One of the big dovish surprises, just like in the December FOMC meeting, was that even as the Fed raised its economic outlook by increasing its GDP and employment projections, it kept its PCE inflation projection flat for 2018 vs December, upgrading it only for 2019 and 2020 by 0.1% to 2.1%
And, predictably, this was the first question asked. Powell’s response was modestly elusive saying Inflation remains below 2% long-run objective and that the shortfall partly reflects unusual price declines, in other words he expects it to rise as one-time factors drop out of the calculation.
Powell also confirmed the Fed’s “symmetric” inflation target and repeated the Fed’s core view that transitory factors – such as cell phone plans which will no longer have a Y/Y impact next month – explain inflation:
“In coming months as those earlier declines drop out of the calculation, inflation should move up closer to 2 percent and stabilize around that level over the medium term. Various forces will continue to affect inflation, at times it may be above 2 percent, just as at times it may be below.
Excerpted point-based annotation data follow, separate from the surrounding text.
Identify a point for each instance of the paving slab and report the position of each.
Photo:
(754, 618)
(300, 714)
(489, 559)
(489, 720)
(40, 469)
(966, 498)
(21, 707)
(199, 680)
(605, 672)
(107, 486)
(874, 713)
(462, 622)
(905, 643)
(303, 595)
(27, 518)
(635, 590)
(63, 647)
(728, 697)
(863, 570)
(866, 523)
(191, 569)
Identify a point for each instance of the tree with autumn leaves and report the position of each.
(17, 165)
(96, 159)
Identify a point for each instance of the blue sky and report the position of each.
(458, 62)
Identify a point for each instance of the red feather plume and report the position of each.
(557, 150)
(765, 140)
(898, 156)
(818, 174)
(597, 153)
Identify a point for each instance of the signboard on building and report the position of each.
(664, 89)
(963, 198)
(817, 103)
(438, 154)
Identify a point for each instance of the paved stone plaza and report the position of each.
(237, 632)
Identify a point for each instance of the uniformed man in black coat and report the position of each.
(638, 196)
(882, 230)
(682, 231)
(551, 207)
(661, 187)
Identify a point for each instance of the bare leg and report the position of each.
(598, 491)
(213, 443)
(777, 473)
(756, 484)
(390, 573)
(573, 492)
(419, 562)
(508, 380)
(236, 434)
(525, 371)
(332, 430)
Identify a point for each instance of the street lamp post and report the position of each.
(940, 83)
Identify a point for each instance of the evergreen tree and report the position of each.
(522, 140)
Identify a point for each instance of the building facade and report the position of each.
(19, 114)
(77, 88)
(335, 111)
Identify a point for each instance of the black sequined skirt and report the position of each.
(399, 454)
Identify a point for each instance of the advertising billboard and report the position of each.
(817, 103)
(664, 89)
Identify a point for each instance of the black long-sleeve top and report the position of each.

Our inflation objective is symmetric in the sense that we are trying to prevent persistent deviations from 2 percent in either direction.”
Powell also warned against hiking too slowly or too fast, noting that the outcome in either case could be adverse, and in the former case would lead to aggressive tightening down the line.
The Fed chair also said that he wouldn’t say he “tolerated an undershoot of the inflation goal” and that the Fed will always be seeking 2% inflation.
And to nudge the dovish case, he noted that there is “no sense in the data” that inflation is about to run away.
Ironically, as he said that equities were sliding and are now red.